Un appel à la mesure
En vigueur depuis le 31 décembre 2023, cette mesure fait donc du Québec la 2ème province canadienne (après l’Ontario) à l’avoir adoptée, et fait écho à des politiques que l’on a aussi pu voir appliquées dans d’autres pays, notamment en France où les téléphones cellulaires ont été bannis des écoles en 2018 (aussi bien en classe que dans les cours de récréation).
Il a aussi notamment été rapporté que l’un des facteurs ayant contribué à cette prise de décision de la part du ministre de l’Éducation, Bernard Drainville, est la lecture d’un rapport de l’UNESCO faisant état des effets négatifs de l’usage non encadré de la technologie, et des téléphones cellulaires en classe.

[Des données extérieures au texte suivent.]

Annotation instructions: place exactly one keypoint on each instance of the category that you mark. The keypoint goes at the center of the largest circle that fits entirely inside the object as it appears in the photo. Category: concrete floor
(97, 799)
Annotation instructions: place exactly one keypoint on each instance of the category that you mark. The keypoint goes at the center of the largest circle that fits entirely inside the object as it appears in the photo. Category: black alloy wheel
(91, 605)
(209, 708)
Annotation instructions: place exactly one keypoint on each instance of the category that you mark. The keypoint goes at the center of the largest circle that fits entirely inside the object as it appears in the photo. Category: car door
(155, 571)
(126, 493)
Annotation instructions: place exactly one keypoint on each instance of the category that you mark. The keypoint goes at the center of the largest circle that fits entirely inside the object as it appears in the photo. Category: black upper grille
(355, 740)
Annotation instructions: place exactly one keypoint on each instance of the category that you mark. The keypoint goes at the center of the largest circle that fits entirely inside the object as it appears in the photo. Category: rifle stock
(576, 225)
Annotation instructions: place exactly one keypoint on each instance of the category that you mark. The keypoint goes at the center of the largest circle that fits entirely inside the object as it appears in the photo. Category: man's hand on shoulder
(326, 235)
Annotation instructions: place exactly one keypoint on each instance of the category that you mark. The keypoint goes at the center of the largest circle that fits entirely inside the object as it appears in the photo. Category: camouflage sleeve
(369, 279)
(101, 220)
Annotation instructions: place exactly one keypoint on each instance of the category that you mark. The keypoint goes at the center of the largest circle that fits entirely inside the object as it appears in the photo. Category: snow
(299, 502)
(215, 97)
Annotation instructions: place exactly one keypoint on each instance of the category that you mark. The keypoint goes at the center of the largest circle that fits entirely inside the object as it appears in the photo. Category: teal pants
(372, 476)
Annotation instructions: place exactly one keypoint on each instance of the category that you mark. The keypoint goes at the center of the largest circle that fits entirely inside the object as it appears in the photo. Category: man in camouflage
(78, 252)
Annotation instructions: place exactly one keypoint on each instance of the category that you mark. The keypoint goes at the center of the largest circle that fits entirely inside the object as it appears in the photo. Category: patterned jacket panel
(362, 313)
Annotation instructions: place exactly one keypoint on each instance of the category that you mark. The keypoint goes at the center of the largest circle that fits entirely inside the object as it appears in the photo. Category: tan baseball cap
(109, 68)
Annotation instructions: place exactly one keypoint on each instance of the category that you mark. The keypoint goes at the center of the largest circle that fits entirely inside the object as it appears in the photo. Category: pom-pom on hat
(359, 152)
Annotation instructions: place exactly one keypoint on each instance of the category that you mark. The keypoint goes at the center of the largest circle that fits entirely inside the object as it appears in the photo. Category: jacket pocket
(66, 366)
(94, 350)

Plusieurs études font d’ailleurs état de ces désagréments. Et lorsqu’on sait que la majeure partie du temps passé sur internet est dédiée à de l’activité sur les réseaux sociaux, à envoyer des messages et à s’informer, on peut comprendre l’inquiétude engendrée. Il a aussi été rapporté par l’UNESCO que même dans le contexte d’utilisation des outils numériques conçus pour l’éducation, des risques se portaient notamment sur le manque d’opportunités de socialiser, et sur d’autres effets affectant la santé physique et mentale, par l’extension du temps passé en ligne lorsque celui-ci intervient ainsi en classe.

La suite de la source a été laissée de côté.